Oral Pirfenidone for the Pulmonary Fibrosis of Hermansky-Pudlak Syndrome (NCT00001596) | Clinical Trial Compass
CompletedPhase 2
Oral Pirfenidone for the Pulmonary Fibrosis of Hermansky-Pudlak Syndrome
United States35 participantsStarted 2005-09
Plain-language summary
Hermansky-Pudlak Syndrome (HPS) is an inherited disease that results in decreased pigmentation (oculocutaneous albinism), bleeding problems due to a platelet abnormality (platelet storage pool defect), and storage of an abnormal fat-protein compound (lysosomal accumulation of ceroid lipofuscin).
The disease can cause poor functioning of the lungs, intestine, kidneys, or heart. The most serious complication of the disease is pulmonary fibrosis and typically causes death in patients 40 - 50 years old. The disorder is common in Puerto Rico, where many of the clinical research studies on the disease have been conducted. Neither the full extent of the disease nor the basic cause of the disease is known. There is no known treatment for HPS.
The drug pirfenidone blocks the biochemical process of inflammation and has been reported to slow or reverse pulmonary fibrosis in animal systems.
In this study researchers will select up to 40 HPS patients diagnosed with pulmonary fibrosis. The patients will be randomly divided into 2 groups. The patients will not know if they are taking pirfenidone or a placebo "sugar pill".
1. Group one will be patients who will receive pirfenidone.
2. Group two will be patients who will receive a placebo "sugar pill"
The major outcome measurement of the therapy will be a change in the lung function (forced vital capacity). The study will be stopped if one therapy proves to be more effective than the other.
Who can participate
Age range
18 Years
Sex
ALL
See this in plain English?
AI-rewrites the medical criteria so a patient or caregiver can understand them. Always confirm with the trial site.
* INCLUSION CRITERIA
For the portion of the protocol involving continuations of pirfenidone treatment, the criteria are simply previous enrollment in 97-HG-0085.
For enrollment in the new clinical trial, the inclusion criteria involve enrollment in protocol 95-HG-0193, "Clinical and Basic Investigations into Hermansky-Pudlak Syndrome". This itself requires a diagnosis of HPS based upon molecular grounds or the electron microscopic demonstration of deficiency of platelet dense bodies. In addition, for protocol 97-HG-0085, patients must:
* Be over 18 years of age.
* Have an FVC greater than 50 percent and less than or equal to 85 percent of predicted OR a hemoglobin-corrected DL(co) greater than 35 percent and less than or equal to 80 percent of predicted, with no evidence of a pulmonary embolism.
* Have evidence of reduced exercise tolerance lasting longer than one week on either the St. George's Hospital Respiratory Questionnaire or the Dyspnea Perception Scale.
* FEV(1)/FVC greater than 80 percent of predicted after bronchodilators.
* No evidence of improvement in pulmonary fibrosis within the past year defined as an FVC increased by 10 percent or a DL(co) increased by 15 percent.
* Distance walked greater than or equal to 150 meters (492 feet) with oxygen saturation greater than or equal to 83 percent on less than or equal to 6 L/min. of oxygen during the 6-Minute Walk Test (6MWT).

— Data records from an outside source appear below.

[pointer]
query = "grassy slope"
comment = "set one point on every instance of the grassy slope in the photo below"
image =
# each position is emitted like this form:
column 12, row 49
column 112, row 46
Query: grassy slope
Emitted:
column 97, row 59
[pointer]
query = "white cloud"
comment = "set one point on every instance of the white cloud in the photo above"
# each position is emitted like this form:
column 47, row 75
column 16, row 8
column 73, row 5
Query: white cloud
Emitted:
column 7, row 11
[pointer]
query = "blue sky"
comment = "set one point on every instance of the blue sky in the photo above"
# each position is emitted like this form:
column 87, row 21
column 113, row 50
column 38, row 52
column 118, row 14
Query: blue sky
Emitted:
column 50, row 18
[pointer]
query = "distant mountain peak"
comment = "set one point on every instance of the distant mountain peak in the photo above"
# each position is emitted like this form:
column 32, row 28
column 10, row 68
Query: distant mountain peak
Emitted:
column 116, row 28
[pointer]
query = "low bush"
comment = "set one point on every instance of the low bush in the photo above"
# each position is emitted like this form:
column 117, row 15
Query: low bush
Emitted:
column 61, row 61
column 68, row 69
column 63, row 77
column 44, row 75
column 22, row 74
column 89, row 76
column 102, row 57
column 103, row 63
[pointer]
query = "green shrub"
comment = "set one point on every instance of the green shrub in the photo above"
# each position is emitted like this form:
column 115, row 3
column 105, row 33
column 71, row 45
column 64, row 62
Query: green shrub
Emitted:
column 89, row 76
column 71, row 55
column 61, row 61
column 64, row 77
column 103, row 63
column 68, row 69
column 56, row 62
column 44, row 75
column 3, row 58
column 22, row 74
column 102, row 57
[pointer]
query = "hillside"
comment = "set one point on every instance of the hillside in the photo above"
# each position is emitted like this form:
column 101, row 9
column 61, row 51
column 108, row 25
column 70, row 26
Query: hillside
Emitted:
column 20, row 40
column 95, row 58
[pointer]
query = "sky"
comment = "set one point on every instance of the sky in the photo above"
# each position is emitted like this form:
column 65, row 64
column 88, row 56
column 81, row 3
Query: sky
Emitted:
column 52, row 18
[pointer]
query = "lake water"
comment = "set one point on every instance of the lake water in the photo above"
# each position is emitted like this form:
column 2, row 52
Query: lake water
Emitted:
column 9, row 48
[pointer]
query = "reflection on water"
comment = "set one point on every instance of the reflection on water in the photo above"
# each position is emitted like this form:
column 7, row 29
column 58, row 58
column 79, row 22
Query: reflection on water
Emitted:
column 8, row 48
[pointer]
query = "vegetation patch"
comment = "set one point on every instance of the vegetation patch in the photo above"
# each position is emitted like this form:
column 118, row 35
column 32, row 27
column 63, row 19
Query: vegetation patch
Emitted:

* Be available, willing, and able to come to the NIH Clinical Center for admission every 4…
Questions worth asking your doctor
Bring these to your next appointment. They're a starting point for a shared conversation — not a sign you qualify or a recommendation to enrol.
1Based on my diagnosis and history, is this trial worth exploring for me — or is there a standard treatment we should try first?
2What does this trial's phase tell us about how much is already known about its safety and benefit?
3What would taking part actually involve for me — visits, tests, time, and travel?
4What are the known and possible risks or side effects I should weigh, and how would they be monitored?
5If this trial isn't the right fit, what other options or trials would you suggest I look into?
Generated to help you prepare — always confirm anything about your own eligibility and care with the study team and your doctor.
Questions for the trial coordinator
The trial coordinator is the person who runs the study day to day. These cover the practical side — logistics, costs, and what taking part would actually mean for your life. The study team confirms whether you meet the criteria; these are questions to ask, not a sign you qualify.
1What does taking part actually involve week to week — how many visits, where, and how long does each one take?
2What costs are covered by the study, and what might I have to pay for myself, including travel, parking, or time off work?
3What happens during screening, and what happens if the study team confirms I don't meet the criteria after those tests?
4Who pays for the scans, blood work, and other tests the trial requires — the study, my insurance, or me?
5How will being in the trial affect my regular care, and will my own doctor stay informed and involved?
6Can I leave the trial at any point if I change my mind, and what would happen to my care if I do?
A starting point for the conversation — always confirm anything about your own eligibility, costs, and care with the study team and your doctor.